The Data & Intelligence Maturity Model is a structured framework for enterprises, that associates directly their business performance to their usage of data and intelligence in their activities. It helps enterprises to:
- Assess their current maturity level by measuring the productivity and performance improvement as a result of Data and AI usage,
- self-Analyse the maturity level at different hierarchies of the organisation – per project, in an end-to-end value-chain, in a full business division or business unit, and globally as an enterprise,
- transform to a data-driven entity: by leveraging data and intelligence to improve performance in existing businesses or value-chains,
- Evolve to a data-driven entity: leveraging data and intelligence to create new value, towards becoming a « data-driven » organisation.

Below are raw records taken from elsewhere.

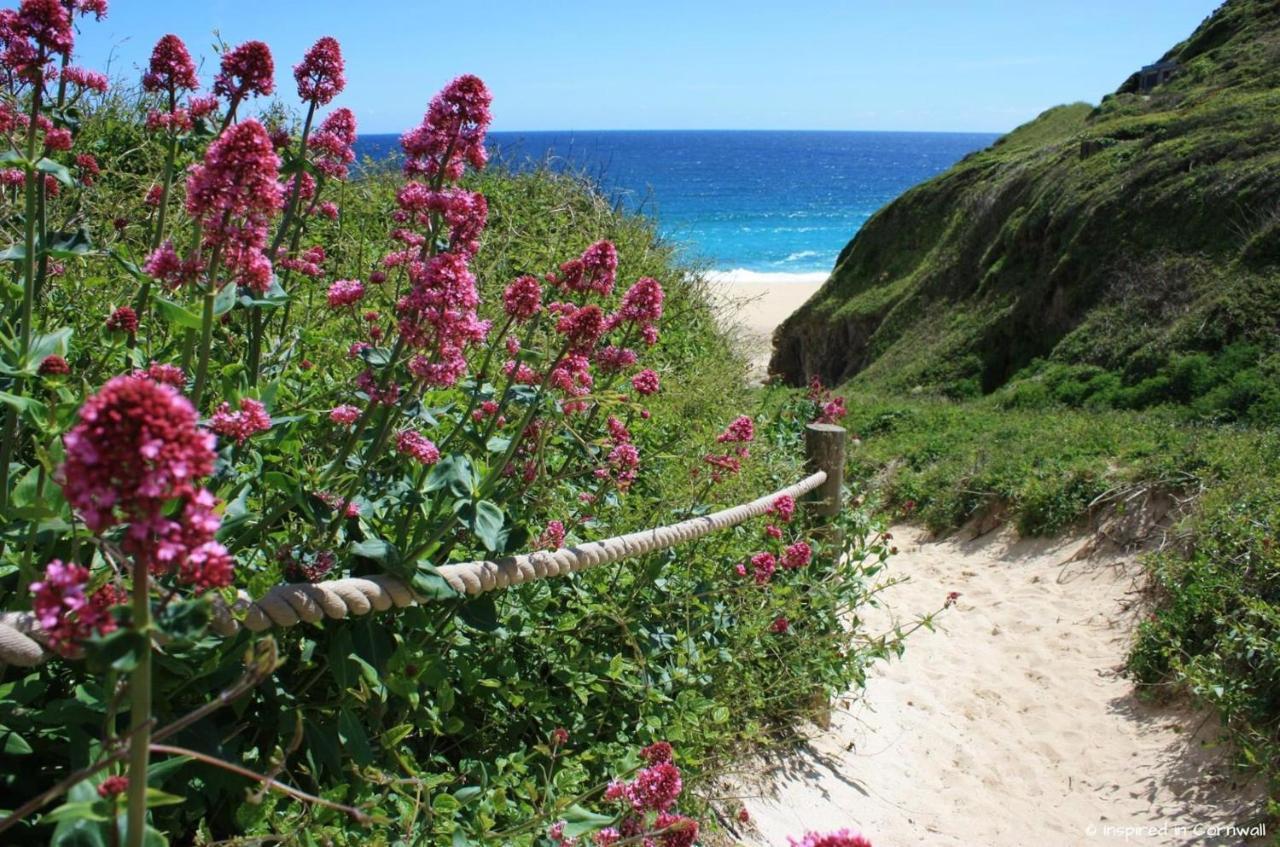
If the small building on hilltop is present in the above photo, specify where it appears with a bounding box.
[1138,59,1178,93]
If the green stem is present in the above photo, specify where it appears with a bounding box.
[191,286,218,412]
[124,560,151,847]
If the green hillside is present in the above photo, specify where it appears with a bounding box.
[771,0,1280,421]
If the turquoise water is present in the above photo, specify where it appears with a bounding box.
[357,131,997,274]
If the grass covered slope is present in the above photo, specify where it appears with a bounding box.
[771,0,1280,420]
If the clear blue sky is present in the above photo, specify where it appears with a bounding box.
[70,0,1217,133]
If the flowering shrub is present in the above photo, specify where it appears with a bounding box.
[0,0,906,847]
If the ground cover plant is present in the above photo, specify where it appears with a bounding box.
[0,6,911,847]
[829,383,1280,796]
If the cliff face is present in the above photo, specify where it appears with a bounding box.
[769,0,1280,406]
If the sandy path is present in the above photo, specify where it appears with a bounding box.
[744,527,1257,847]
[708,273,826,379]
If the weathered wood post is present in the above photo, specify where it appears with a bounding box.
[804,424,846,518]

Key Elements of the Methodology
The Data & Intelligence Maturity Model consists of two frameworks, namely:
- The Strategy framework: The strategy framework helps the leaders of an organisation in designing a data-driven vision, that is realistic and achievable, and that can be precisely interpreted by managers and co-workers at different levels,
- The Operational framework: The operational framework assists in three ways: first, it helps in measuring the current maturity level of an organisation at any point in time. Second, it helps in charting the roadmap for implementing the vision in different time horizons – short-term, medium-term and long-term. Third, it measures regularly the success achieved in the transformation process.
The Strategy Framework
The strategy framework helps the leaders of an organisation in designing a data-driven vision, in two ways:
- by determining the current level of maturity of the organisation in terms of its usage of Data and AI in its business activities.

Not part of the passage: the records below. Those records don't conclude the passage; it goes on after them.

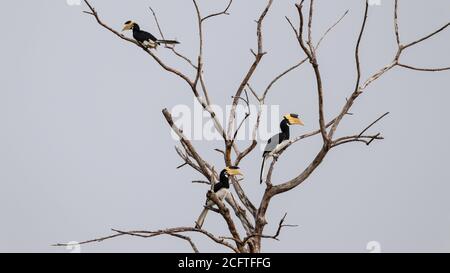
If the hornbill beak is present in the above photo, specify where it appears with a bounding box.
[284,114,305,126]
[122,21,134,31]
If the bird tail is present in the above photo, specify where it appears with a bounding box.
[156,40,180,45]
[195,208,208,229]
[259,155,266,184]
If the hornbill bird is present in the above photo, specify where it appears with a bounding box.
[122,20,179,48]
[195,166,242,228]
[259,114,304,184]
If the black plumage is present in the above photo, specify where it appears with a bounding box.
[195,167,241,228]
[259,114,303,184]
[122,21,179,48]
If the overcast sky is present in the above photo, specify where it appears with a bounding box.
[0,0,450,252]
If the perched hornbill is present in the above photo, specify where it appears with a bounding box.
[259,114,304,183]
[122,21,179,48]
[195,166,242,228]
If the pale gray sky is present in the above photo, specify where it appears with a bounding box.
[0,0,450,252]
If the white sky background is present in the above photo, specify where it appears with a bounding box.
[0,0,450,252]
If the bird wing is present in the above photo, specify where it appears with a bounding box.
[136,30,157,42]
[263,134,280,156]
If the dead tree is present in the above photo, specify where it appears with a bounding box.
[57,0,450,253]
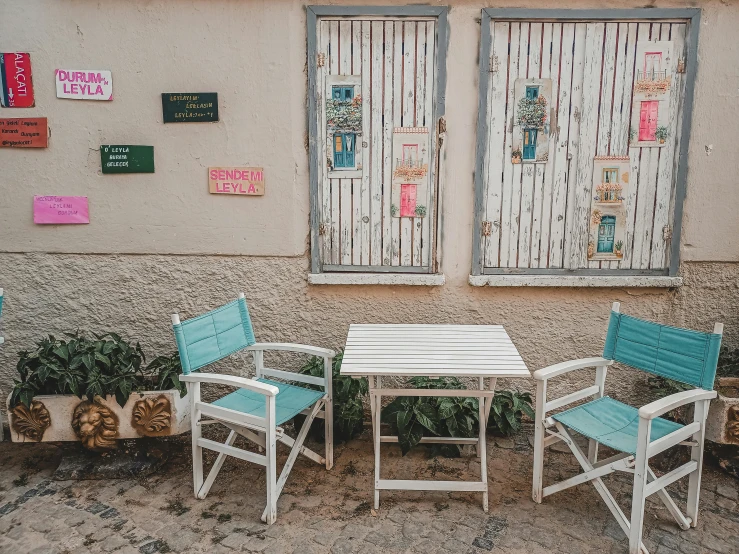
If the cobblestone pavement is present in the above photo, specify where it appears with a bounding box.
[0,431,739,554]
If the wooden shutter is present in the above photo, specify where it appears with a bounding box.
[311,16,446,272]
[473,15,694,273]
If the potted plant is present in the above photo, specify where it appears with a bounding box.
[613,240,624,258]
[293,351,368,441]
[7,333,190,450]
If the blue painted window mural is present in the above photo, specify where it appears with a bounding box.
[598,215,616,254]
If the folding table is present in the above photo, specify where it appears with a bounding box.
[341,325,531,512]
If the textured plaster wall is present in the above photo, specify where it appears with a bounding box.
[0,0,739,416]
[0,254,739,418]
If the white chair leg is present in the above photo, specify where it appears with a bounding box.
[686,400,709,527]
[265,397,278,525]
[629,418,652,554]
[531,381,547,504]
[187,383,203,498]
[323,358,334,469]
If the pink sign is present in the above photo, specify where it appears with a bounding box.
[33,196,90,225]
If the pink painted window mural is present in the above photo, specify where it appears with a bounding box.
[639,100,659,141]
[400,184,416,217]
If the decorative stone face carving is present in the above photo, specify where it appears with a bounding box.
[726,406,739,442]
[13,400,51,442]
[131,394,172,437]
[72,400,118,450]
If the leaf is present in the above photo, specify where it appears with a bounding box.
[413,402,439,435]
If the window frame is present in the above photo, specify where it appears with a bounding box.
[470,8,701,280]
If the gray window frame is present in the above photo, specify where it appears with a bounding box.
[471,8,701,277]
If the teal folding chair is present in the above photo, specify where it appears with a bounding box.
[533,302,723,554]
[172,293,335,525]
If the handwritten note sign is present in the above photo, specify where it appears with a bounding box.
[208,167,264,196]
[0,117,49,148]
[0,52,35,108]
[100,144,154,173]
[162,92,218,123]
[33,196,90,225]
[54,69,113,100]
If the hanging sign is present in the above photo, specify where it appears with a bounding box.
[100,144,154,173]
[33,196,90,225]
[208,167,264,196]
[54,69,113,100]
[162,92,218,123]
[0,52,35,108]
[0,117,49,148]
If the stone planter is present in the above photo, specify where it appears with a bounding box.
[6,390,190,450]
[706,377,739,445]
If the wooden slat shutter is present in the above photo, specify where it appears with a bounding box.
[311,16,438,272]
[473,10,695,274]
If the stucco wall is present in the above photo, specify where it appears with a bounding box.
[0,0,739,416]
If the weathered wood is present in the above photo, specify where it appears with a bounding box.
[500,21,528,267]
[370,21,385,265]
[482,22,511,267]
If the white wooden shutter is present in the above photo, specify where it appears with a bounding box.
[311,16,438,272]
[475,12,689,273]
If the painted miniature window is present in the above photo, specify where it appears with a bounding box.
[307,6,447,273]
[332,86,354,102]
[598,215,616,253]
[526,87,539,100]
[472,8,698,283]
[400,184,416,217]
[523,129,538,160]
[334,133,356,168]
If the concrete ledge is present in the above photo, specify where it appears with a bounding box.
[469,275,683,287]
[308,273,446,287]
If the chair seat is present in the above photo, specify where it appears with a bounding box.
[213,379,324,425]
[552,396,683,455]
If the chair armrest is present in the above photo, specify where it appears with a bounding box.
[247,342,336,358]
[180,373,280,396]
[639,389,717,420]
[534,357,613,381]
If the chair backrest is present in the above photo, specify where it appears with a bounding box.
[172,293,257,375]
[603,302,723,390]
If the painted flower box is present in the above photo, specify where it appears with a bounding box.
[6,390,190,450]
[706,377,739,445]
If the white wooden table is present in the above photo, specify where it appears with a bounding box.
[341,325,531,512]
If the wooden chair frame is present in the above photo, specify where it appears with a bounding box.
[172,293,336,525]
[532,302,723,554]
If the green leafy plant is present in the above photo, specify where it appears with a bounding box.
[295,351,368,441]
[516,96,547,129]
[10,332,184,407]
[488,390,535,437]
[381,377,479,457]
[146,352,187,398]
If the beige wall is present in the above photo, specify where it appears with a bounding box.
[0,0,739,414]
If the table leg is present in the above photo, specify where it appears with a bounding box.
[370,375,382,510]
[477,377,492,512]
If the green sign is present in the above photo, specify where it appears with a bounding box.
[162,92,218,123]
[100,144,154,173]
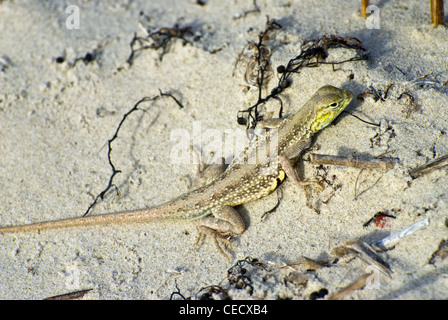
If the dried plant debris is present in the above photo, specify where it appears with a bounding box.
[83,91,183,216]
[126,18,196,65]
[372,218,430,251]
[310,153,398,171]
[332,240,393,278]
[327,273,372,300]
[428,240,448,264]
[44,289,93,300]
[409,154,448,179]
[237,33,367,129]
[233,0,261,20]
[233,17,282,88]
[196,257,272,300]
[363,211,397,228]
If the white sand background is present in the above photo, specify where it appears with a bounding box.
[0,0,448,299]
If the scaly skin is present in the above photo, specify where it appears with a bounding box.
[0,86,353,241]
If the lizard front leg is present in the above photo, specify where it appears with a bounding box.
[191,158,246,260]
[196,206,246,261]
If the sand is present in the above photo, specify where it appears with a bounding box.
[0,0,448,299]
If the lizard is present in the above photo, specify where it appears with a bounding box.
[0,85,353,258]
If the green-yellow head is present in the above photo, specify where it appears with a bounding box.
[310,85,353,132]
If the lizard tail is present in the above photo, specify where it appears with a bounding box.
[0,208,169,234]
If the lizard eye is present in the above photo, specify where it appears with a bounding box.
[330,102,339,109]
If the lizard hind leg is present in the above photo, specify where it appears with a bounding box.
[195,206,246,261]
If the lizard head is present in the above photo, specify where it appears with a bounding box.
[311,85,353,132]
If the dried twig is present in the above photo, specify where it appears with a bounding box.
[328,273,371,300]
[372,218,429,251]
[237,31,367,129]
[409,154,448,179]
[361,0,369,18]
[44,289,93,300]
[83,91,183,217]
[310,153,397,171]
[429,0,444,28]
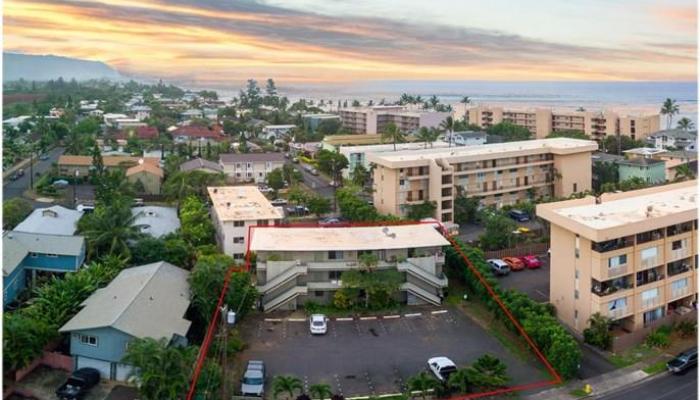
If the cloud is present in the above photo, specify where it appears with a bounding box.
[5,0,695,80]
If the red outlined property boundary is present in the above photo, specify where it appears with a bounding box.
[187,221,563,400]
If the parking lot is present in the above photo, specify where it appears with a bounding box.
[241,308,546,396]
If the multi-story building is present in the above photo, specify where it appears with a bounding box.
[339,106,450,134]
[537,181,698,340]
[367,138,598,222]
[219,153,284,183]
[207,186,283,261]
[455,105,660,140]
[250,224,449,311]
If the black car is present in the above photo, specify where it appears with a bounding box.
[56,368,100,400]
[666,347,698,374]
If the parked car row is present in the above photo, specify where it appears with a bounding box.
[487,254,542,276]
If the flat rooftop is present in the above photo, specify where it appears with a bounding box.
[537,181,698,240]
[207,186,283,221]
[250,224,450,251]
[369,138,598,164]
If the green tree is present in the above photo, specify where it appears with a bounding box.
[188,254,258,322]
[583,312,612,350]
[486,122,532,142]
[660,98,680,129]
[407,371,440,400]
[180,196,214,247]
[122,338,197,400]
[272,375,304,400]
[2,197,32,230]
[406,201,437,221]
[309,383,333,400]
[547,129,591,140]
[382,122,406,151]
[467,354,508,390]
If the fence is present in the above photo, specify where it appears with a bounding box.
[611,310,698,353]
[14,351,74,382]
[484,243,549,259]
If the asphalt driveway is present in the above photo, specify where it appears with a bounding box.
[241,308,545,396]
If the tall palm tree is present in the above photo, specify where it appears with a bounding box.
[676,117,695,131]
[272,375,304,400]
[661,99,680,129]
[309,383,333,400]
[440,115,455,147]
[382,123,406,151]
[408,371,440,400]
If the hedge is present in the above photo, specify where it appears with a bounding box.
[446,241,581,379]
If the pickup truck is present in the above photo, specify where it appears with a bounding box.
[56,368,100,400]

- by identifying the goal or destination maturity level where they want to lead the organisation within a stipulated time (for e.g. in the current decade, within a 5-year plan, or even within the current business year).

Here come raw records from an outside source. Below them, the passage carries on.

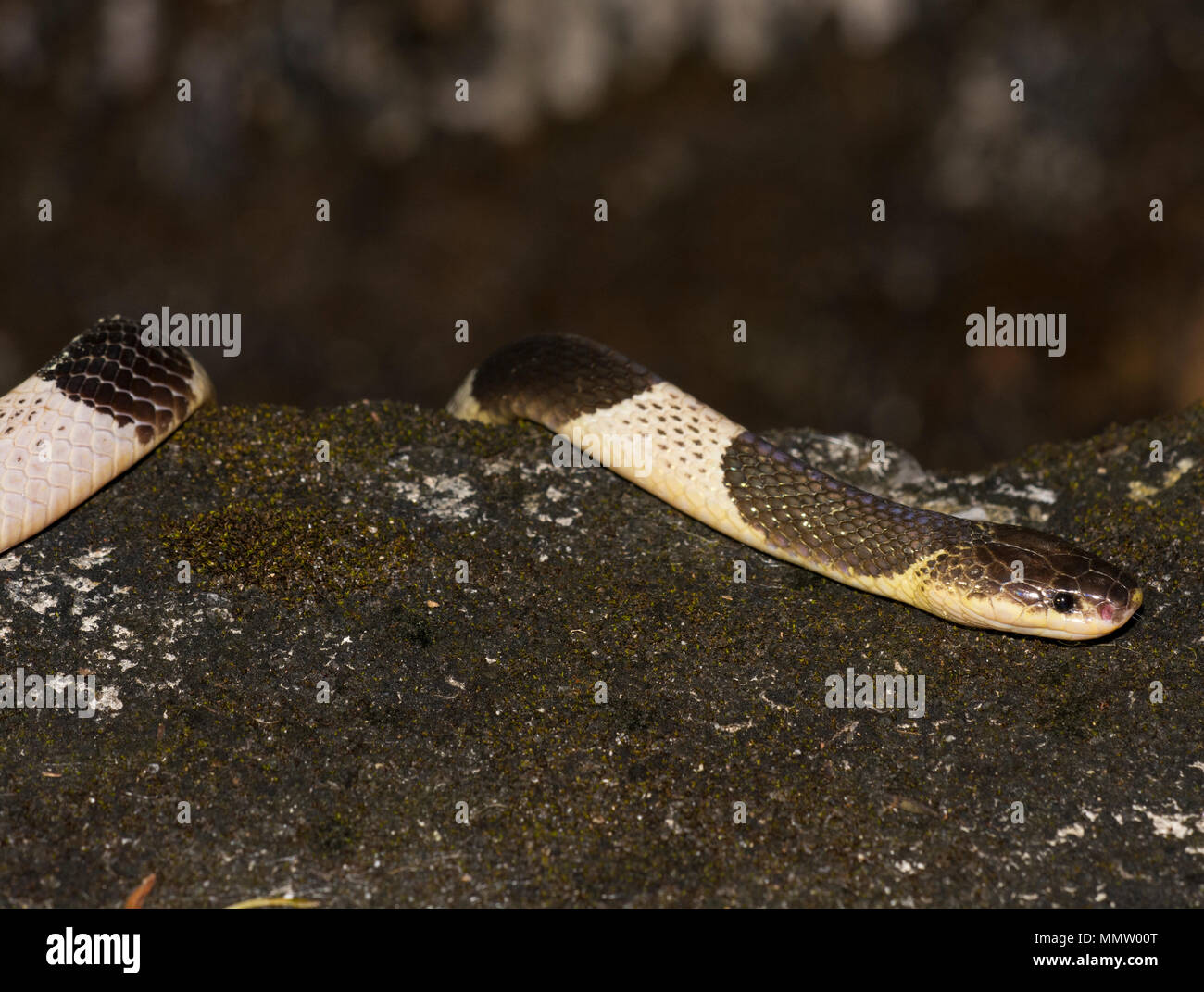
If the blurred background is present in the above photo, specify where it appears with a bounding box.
[0,0,1204,469]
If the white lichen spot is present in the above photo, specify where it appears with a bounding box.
[95,685,124,712]
[69,547,113,568]
[393,475,477,520]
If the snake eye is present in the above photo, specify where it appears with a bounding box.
[1054,592,1075,613]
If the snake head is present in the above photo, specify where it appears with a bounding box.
[938,523,1141,640]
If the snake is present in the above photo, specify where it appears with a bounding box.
[448,334,1141,640]
[0,316,1141,640]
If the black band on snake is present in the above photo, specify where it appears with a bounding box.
[448,336,1141,640]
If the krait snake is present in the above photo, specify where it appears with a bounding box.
[0,318,1141,639]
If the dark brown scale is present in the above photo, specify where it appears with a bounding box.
[472,334,661,430]
[37,318,194,443]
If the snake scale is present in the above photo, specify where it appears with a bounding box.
[0,317,1141,639]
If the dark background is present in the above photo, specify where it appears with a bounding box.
[0,0,1204,467]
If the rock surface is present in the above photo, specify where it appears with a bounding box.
[0,402,1204,907]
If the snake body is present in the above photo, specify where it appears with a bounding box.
[0,318,1141,639]
[0,317,213,551]
[448,336,1141,640]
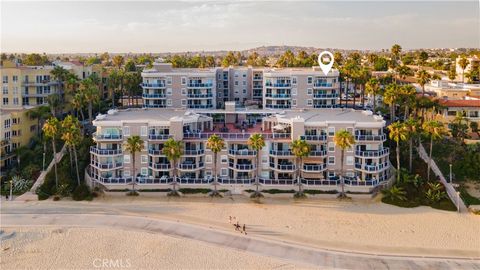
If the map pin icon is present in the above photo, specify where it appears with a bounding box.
[318,51,334,75]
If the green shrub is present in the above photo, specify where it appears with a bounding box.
[72,185,93,201]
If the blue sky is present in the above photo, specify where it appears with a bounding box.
[1,1,480,53]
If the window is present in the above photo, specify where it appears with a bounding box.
[328,157,335,165]
[123,127,130,137]
[328,142,335,152]
[140,126,147,136]
[328,127,335,137]
[347,156,353,165]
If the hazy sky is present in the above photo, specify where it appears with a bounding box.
[0,1,480,53]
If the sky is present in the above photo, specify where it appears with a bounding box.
[0,0,480,53]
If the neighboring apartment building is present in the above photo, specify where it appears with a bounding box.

For this purpose, the strategy framework uses a 5-level maturity model with the following levels:
The detailed characteristics of the five maturity levels are explained in a later section.
The Operational Framework
Once the vision is defined by the strategy framework, the operational framework serves two main purposes, namely:
- create the Roadmap that the organisation has to follow to achieve its vision,
- measure the success of the transformation in the course of this Roadmap, and hence the maturity level achieved.
For this purpose, the operational framework draws heavily from data and intelligence to model and measure the following capacities:
- Generalist or Mandatory capacities: These are capacities that are common to organisations in all sectors and domains. Hence, these capacities need to be achieved and/or improved for all organisations to progress through the roadmap. They are as follows:
- Data Positivity / Data Neutrality
- PoC-to-Production Agility
- Data Democracy
- Legitimate Sharing & Protection
- User- or Customer-centric capacities: These capacities particularly important in sectors that involve end-users, end-customers or a human audience at the least. These capacities may be less relevant for domains such as industrial manufacture, food processing, etc. Nevertheless, these capacities are of utmost importance for user-facing or customer-facing businesses such as Retailing, Advertising, Services industries, etc. The capacities are as follows:
- Personalisation @ Scale
- Rich Human eXperiences [RHX]
The detailed explanation of the above dimensions are explained in a subsequent section.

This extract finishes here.